Dans ces situations, il n'est pas question de modifier l'orientation de la personne (c'est-à-dire qu'il n'est pas utile de l'orienter vers une nouvelle catégorie d'établissements) mais il faut tirer les conséquences de cette incompatibilité déclarée ou constatée. En la matière, le pouvoir de prononcer la sortie qui appartient au directeur (à la directrice), sauf dans le cas particulier des ESAT, est circonscrit par la notion de "principe de spécialité au titre de laquelle l'établissement a été autorisé" (articles L. 241-5 à L. 241-11 et R. 241-24 à R. 241-34 du CASF, jurisprudence : Cass., Soc., 19 janvier 1995, Philippe L... c/ CDES du Maine et Loire, pourvoi n° 92-16.402) : la sortie peut être prononcée dès lors que peut être caractérisée, au vu d'éléments objectifs et probants, une incompatibilité entre les objectifs ou modalités de prise en charge de l'établissement et les besoins, les attentes ou le comportement de la personne accueillie.

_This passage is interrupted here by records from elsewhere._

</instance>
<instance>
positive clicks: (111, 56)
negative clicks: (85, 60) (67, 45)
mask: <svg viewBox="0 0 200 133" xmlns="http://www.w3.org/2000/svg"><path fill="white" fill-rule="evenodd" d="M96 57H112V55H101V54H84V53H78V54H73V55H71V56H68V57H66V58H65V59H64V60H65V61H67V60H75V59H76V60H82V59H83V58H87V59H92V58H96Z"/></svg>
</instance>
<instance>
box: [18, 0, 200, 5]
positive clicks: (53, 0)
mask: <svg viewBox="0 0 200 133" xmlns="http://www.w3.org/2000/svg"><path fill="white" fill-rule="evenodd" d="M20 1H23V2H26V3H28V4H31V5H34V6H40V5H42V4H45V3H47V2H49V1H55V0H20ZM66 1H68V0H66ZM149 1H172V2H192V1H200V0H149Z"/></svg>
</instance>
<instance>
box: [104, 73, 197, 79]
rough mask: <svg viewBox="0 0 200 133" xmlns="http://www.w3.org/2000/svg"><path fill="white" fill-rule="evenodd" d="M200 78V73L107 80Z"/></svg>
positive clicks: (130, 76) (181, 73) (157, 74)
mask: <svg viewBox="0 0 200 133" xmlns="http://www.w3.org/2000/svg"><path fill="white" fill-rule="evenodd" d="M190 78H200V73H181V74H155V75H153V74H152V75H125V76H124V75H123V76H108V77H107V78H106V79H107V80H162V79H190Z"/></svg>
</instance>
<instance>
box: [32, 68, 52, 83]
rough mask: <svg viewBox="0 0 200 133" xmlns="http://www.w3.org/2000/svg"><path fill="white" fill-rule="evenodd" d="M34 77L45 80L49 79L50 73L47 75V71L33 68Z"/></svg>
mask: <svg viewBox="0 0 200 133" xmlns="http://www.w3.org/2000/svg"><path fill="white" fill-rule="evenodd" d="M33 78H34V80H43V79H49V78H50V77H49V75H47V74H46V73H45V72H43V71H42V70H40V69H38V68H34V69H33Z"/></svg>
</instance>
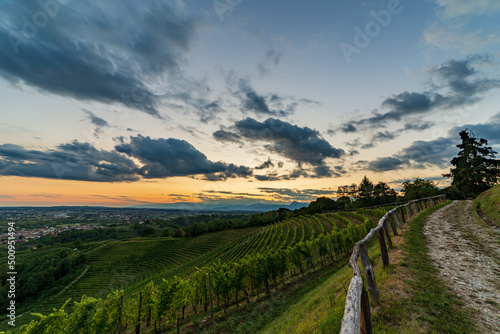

Cette précision est importante dans la mesure où la décision d'orientation ne vise pas un établissement nominativement désigné mais une catégorie donnée d'établissements (ex : ESAT, FAS, FAM, MAS, etc.), sauf éventuellement dans le cas particulier dans lequel c'est la personne elle-même qui a préalablement informé la CDPAH de sa préférence pour un établissement nommément désigné (article L. 241-6, III, alinéa 3).

Par ailleurs, il convient de souligner que l'article L. 241-6 concerne le contenu de la décision d'orientation et non l'accueil de la personne dans tel ou tel établissement d'une catégorie donnée d'établissements au sens de l'article L. 312-1, I du CASF. En particulier, l'article L. 241-6 n'envisage pas le cas dans lequel la sortie de l'établissement apparaît comme la conséquence immédiate de la résiliation du contrat de séjour. C'est précisément pour anticiper ce cas de figure (résiliation provoquant la sortie) et alors que la règlementation afférente au contrat de séjour (articles L. 311-4 et D. 311) est manifestement imprécise qu'il paraît opportun de prévoir, dans le modèle de contrat de séjour, une clause précisant les hypothèses de résiliation ainsi que leurs conséquences - dont la sortie.